In the closing moments, as more YouTubers smarmily declare that the truth hasn’t been told about Murphy’s death, a clip from one of her films is played where she pleads, ‘Why won’t you just let me die?’ What it reminded me of was the staggeringly arrogant ending to another exploitative true-crime series, Netflix’s Don’t F**k with Cats. In that show, an amateur online detective turns to the camera and declares that the audience is complicit in the disturbing case the show has spent several episodes leering over. Yes, it is us, the audience, who are the real villains here. Not the directors who decided to achingly recreate a young woman’s dead body lying in her house. Not the tatty tabloid hacks who were ‘following orders’ and ‘going with the flow’ by turning Murphy’s death and low points of her life into clickbait. Not HBO Max or Blumhouse for pretending there is even a smidgen of respectability in their decision to make sport of someone’s passing.

I’ve written a lot over the past couple of years about the increasingly ghoulish nature of true crime, a genre that was never particularly clean to begin with. Over a decade or so, it’s entirely oversaturated the market, from movies and TV shows to podcasts, ASMR channels, newsletters, and too many more things to count. Never before has true crime been more culturally relevant or critically legitimate. No longer is it the tawdry hobby you were embarrassed to admit to your friends, not when it’s morphed into a multi-million-dollar industry. Because it’s now accepted by the mainstream, there seems to be an implicit agreement that its most exploitative elements can be justified as acts of integrity. We’re not exploiting Brittany Murphy’s memory, you see, we’re actually holding the bullies to account, we just so happen to be doing that by replicating all of their worst excesses. You thought it was gross when tabloids speculated on her mental health? Well, here’s audio of her mother sobbing. That’s ethical.

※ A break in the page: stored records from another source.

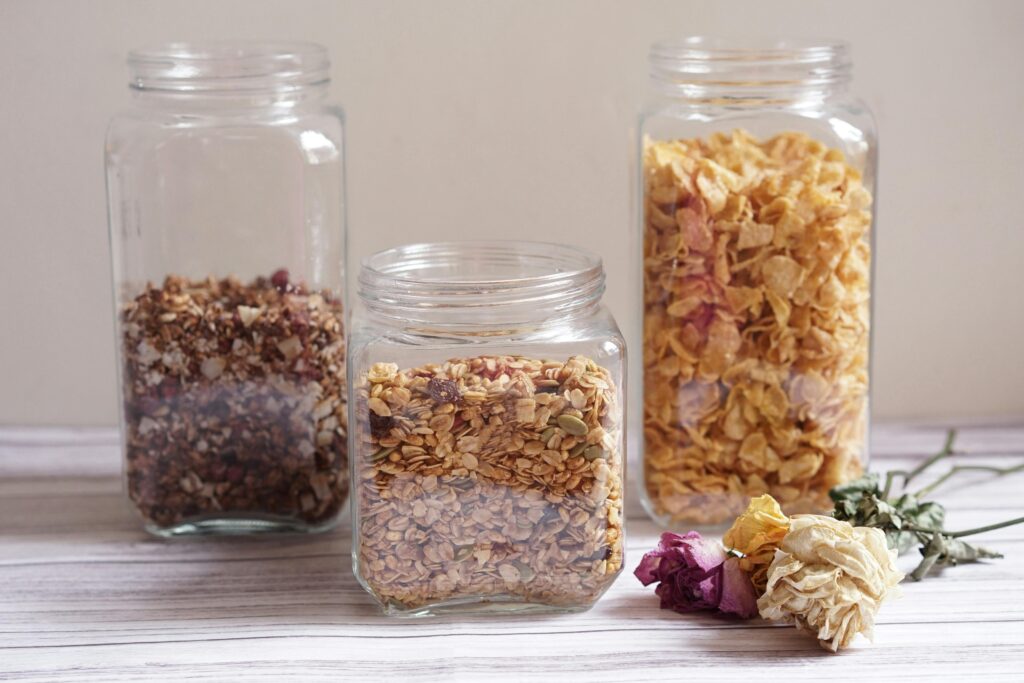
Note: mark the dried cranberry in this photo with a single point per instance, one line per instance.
(280, 280)
(443, 391)
(380, 425)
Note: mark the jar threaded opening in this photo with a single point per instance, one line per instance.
(701, 67)
(480, 284)
(229, 67)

What Happened, Brittany Murphy? isn’t the worst example of this true-crime trend I’ve ever seen, sadly because the competition is so stiff, but it is representative of how dubious intentions are masked in the air of journalistic nobility. Pop culture’s been working a lot recently to correct the wrongs done to maligned and exploited women in the public eye, from Tammy Faye Bakker to Monica Lewinsky. This documentary is, if nothing else, helpful in reminding us that, ultimately, the personhood of these women matters jack sh*t to capitalistic forces of so-called entertainment. Being complicit pays.

What Happened, Brittany Murphy? is available to watch on HBO Max as of October 14, 2021.